I am a writer and environmentalist sharing my passion for creativity, sustainability, and the outdoors.

Perfectionism in Creativity

Perfectionism in Creativity

Where do you go, when you go to write? Is there a specific place in your mind that you think of to help clear your thoughts? Are there certain thoughts that prevent you from getting very far? Sometimes, I stare at the computer screen and pick at my nails until I give up and return to whatever else I was doing before writing. Sometimes, I’ll write a few sentences but will get sidetracked by how I want my writing to be. Then there are the times when I’ll write something that I like and guard it like gold, afraid to touch it, as if editing it or sharing it would smother the place in my mind where it came from.
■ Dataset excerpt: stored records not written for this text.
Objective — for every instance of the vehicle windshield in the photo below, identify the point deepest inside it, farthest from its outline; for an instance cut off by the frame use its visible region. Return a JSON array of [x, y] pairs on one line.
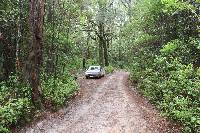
[[94, 68]]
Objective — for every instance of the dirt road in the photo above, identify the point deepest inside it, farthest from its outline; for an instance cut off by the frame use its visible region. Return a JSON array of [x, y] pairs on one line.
[[106, 105]]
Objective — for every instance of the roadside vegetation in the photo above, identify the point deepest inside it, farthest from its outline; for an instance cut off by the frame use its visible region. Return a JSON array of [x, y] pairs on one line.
[[163, 36], [44, 45]]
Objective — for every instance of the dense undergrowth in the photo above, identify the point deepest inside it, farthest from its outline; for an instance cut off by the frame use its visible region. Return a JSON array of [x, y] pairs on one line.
[[15, 96], [165, 65]]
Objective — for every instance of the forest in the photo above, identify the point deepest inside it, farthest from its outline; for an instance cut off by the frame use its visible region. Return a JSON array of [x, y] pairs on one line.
[[46, 44]]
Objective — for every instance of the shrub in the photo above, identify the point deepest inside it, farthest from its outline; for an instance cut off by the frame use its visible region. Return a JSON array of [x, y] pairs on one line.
[[59, 90], [109, 69]]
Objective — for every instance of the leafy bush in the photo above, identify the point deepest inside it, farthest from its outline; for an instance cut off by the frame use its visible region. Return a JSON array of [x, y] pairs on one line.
[[165, 58], [109, 69], [59, 90], [15, 103]]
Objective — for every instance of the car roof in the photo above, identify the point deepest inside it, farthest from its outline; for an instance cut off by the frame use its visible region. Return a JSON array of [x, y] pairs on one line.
[[95, 66]]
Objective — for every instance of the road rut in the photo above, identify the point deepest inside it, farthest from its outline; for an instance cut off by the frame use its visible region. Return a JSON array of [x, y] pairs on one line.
[[106, 105]]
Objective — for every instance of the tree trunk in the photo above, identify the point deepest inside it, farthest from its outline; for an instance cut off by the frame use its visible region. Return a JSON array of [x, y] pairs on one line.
[[105, 49], [36, 16], [101, 54]]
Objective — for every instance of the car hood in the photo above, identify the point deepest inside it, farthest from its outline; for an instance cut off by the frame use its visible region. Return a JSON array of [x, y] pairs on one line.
[[92, 71]]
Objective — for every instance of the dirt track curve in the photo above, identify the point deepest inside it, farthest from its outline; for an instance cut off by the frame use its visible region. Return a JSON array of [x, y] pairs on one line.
[[106, 105]]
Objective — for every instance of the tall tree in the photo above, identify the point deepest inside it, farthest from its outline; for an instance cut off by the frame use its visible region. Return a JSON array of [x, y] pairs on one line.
[[36, 14]]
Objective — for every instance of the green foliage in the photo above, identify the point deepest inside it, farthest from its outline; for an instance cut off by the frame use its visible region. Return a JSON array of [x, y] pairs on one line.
[[109, 69], [59, 90], [165, 59], [15, 103]]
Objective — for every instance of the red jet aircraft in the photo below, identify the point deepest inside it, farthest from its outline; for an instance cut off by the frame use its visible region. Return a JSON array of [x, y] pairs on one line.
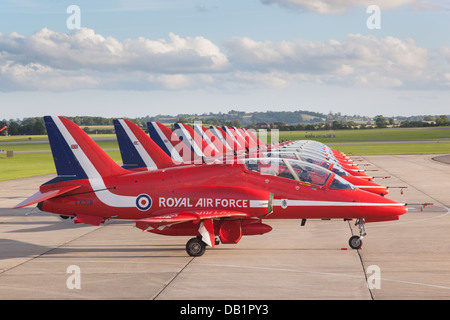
[[212, 203]]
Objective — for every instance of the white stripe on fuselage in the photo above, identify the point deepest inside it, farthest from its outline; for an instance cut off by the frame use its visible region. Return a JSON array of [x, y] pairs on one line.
[[309, 203], [95, 179]]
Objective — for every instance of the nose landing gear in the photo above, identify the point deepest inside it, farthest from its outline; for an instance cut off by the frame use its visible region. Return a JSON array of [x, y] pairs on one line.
[[355, 242]]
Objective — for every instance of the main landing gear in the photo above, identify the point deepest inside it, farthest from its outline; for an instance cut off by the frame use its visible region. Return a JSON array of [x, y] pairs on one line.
[[195, 247], [355, 242]]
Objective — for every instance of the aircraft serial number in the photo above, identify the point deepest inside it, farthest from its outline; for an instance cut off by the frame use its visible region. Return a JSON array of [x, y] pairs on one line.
[[84, 202]]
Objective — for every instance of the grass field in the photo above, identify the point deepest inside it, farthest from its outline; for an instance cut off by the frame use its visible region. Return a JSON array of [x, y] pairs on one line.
[[401, 148], [32, 164]]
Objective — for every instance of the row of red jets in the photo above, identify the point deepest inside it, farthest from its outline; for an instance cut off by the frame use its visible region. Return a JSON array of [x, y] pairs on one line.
[[214, 184]]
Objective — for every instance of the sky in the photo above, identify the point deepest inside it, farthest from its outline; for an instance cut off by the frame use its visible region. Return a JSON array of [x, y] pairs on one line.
[[134, 58]]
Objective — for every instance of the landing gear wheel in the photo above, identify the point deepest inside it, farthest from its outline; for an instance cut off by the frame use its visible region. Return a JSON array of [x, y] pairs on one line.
[[195, 247], [355, 242]]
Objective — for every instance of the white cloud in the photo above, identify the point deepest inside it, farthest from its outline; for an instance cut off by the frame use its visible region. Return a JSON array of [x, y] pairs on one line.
[[49, 60], [358, 60], [342, 6], [84, 59]]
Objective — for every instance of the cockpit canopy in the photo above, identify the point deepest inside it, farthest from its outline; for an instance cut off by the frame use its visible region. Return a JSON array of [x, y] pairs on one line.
[[297, 170]]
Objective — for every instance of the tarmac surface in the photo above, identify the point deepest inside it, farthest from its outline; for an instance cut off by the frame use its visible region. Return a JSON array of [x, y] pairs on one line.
[[45, 257]]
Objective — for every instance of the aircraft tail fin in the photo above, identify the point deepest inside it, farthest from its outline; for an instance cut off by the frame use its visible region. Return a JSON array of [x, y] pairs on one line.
[[138, 151], [165, 139], [75, 154]]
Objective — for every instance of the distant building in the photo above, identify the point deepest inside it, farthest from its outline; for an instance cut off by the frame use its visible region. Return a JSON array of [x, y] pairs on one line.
[[262, 125]]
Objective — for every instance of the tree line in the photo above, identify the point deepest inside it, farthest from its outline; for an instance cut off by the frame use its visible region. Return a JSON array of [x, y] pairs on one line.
[[35, 125]]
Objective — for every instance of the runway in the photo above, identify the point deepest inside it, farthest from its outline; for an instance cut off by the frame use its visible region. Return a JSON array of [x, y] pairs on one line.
[[405, 259]]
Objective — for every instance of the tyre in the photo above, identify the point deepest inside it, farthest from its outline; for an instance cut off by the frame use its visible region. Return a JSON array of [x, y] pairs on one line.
[[195, 247], [355, 242]]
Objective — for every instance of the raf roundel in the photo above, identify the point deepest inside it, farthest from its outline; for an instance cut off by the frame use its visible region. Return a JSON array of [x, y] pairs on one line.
[[143, 202]]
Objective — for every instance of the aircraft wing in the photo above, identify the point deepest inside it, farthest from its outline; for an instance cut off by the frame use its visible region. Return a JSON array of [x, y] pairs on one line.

Getting through the personal pressure of perfection is something that I have struggled with for years, and it’s always found its way into my mind each time I sit down to create.

Recently, I read Big Magic by Elizabeth Gilbert, the same author who wrote the bestselling novel Eat, Pray, Love. She talks about perfectionism, and how it is born out of fear. In her creative practice, she takes to speaking to her fear directly, to let it know that while it will be present, she will not be listening. I was so inspired by this idea; maybe there is no way of ridding fear entirely, and waiting for the “right” time to sit down and write could render one waiting for years, perhaps forever. It’s not something that I want for myself. Gilbert explains that she never held herself to be a great writer, only a consistent one. And, since she’d never put pressure on herself to write exquisitely well in everything she did, there were no hard feelings when what she produced was mediocre.

It sounds easy, in theory: just wave at fear as it passes you by — no need to have a full conversation with it. The problem that I have realized is that, through ignoring the issue of perfectionism over the years, it has become so ingrained in my creative process that I don’t even realize it’s the one steering, instead of my imagination or intuition.

This blog is an experiment of sorts: to push me out of my comfort zone and to write frequently, even when I feel that what I am creating is mediocre at best. Because, odds are, it’s really not as bad as I think it is. Or maybe it is trash in someone’s eyes; it doesn’t really matter. What matters, is that writing makes me feel good. In the end, that’s all it should be about, anyway.